3. Introduction to gradients and automatic differentiation

3. Introduction to gradients and automatic differentiation

2022. 3. 12. 13:48ㆍTool/TensorFlow

In this guide, you will explore ways to compute gradients with TensorFlow especially in eager execution.

import numpy as np

import matplotlib.pyplot as plt
import tensorflow as tf

Computing gradients

To differentiate automatically, TensorFlow needs to remember what operations happen in what order during the forward pass. Then, during the backward pass, TensorFlow traverses this list of operations in reverse order to compute gradients.

Gradient tapes

TensorFlow provides the tf.GradientTape API for automatic differentiation; that is, computing the gradient of a computation with respect to some inputs, usually tf.Variables. TensorFlow "records" relevant opreations executed inside the context of a tf.GradientTape onto a "tape". TensorFlow then uses that tape to compute the gradients of a "recorded" computation.

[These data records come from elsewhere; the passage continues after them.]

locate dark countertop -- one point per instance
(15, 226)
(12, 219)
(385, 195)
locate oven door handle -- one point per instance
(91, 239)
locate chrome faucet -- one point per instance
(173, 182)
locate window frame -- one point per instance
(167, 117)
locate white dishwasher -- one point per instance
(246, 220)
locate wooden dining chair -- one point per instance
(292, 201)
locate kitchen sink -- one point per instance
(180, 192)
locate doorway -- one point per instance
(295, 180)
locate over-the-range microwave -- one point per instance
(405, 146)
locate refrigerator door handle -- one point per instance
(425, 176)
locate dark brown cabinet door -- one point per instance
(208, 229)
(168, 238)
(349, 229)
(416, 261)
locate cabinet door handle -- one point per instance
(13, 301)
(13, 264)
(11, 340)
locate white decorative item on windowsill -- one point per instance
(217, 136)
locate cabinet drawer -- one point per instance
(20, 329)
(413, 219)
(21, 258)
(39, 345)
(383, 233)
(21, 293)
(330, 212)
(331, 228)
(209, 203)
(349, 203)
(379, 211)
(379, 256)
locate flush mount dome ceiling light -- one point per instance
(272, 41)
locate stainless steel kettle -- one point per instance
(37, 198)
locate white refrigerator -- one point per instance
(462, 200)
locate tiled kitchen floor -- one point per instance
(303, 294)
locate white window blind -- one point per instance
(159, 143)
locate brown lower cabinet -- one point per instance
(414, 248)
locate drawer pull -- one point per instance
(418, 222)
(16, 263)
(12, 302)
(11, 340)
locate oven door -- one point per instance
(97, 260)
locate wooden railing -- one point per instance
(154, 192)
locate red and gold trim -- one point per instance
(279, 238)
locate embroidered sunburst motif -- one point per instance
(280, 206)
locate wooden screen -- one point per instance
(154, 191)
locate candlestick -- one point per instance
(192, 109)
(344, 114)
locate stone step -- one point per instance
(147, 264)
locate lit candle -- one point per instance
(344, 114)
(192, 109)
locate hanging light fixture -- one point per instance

w = tf.Variable(tf.random.normal((3, 2)), name='w')
b = tf.Variable(tf.zeros(2, dtype=tf.float32), name='b')
x = tf.constant([[1.0, 2.0, 3.0]])

with tf.GradientTape(persistent=True) as tape:
    y = x @ w + b
    loss = tf.reduce_mean(y**2)

Once you've recorded some operations, use GradientTape.gradient(target, sources) to calculate the gradient of some target (often a loss) relative to some source (often the model's variables). The tape is flexible about how sources are passed and will accept any nested combination of lists or dictionaries and return the gradient structured the same way:

# 1. list
[dl_dw, dl_db] = tape.gradient(loss, [w, b])
print("dl/dw: ", dl_dw)
print("dl/db: ", dl_db)
print()
# 2. dictionary
my_vars = {
    'w': w,
    'b': b
}

grad = tape.gradient(loss, my_vars)
print("dl/dw: ", grad['w'])
print("dl/db: ", grad['b'])

dl/dw:  tf.Tensor(
[[2.5721242 1.7501   ]
 [5.1442485 3.5002   ]
 [7.7163725 5.2503   ]], shape=(3, 2), dtype=float32)
dl/db:  tf.Tensor([2.5721242 1.7501   ], shape=(2,), dtype=float32)

dl/dw:  tf.Tensor(
[[2.5721242 1.7501   ]
 [5.1442485 3.5002   ]
 [7.7163725 5.2503   ]], shape=(3, 2), dtype=float32)
dl/db:  tf.Tensor([2.5721242 1.7501   ], shape=(2,), dtype=float32)

Gradients with respect to a model

It's common to collect tf.Variables into a tf.Module or one of its subclasses (layers.Layer, keras.Model) for checkpointing and exporting.

In most cases, you will want to calculate gradients with respect to a model's trainable variables. Since all subclasses of tf.Module aggregate their variables in the Module.trainable_variables property. you can calculate these gradients in a few lines of code:

layer = tf.keras.layers.Dense(2, activation='relu')
x = tf.constant([[1.0, 2.0, 3.0]])

with tf.GradientTape() as tape:
    y = layer(x)
    loss = tf.reduce_mean(y**2)

grad = tape.gradient(loss, layer.trainable_variables)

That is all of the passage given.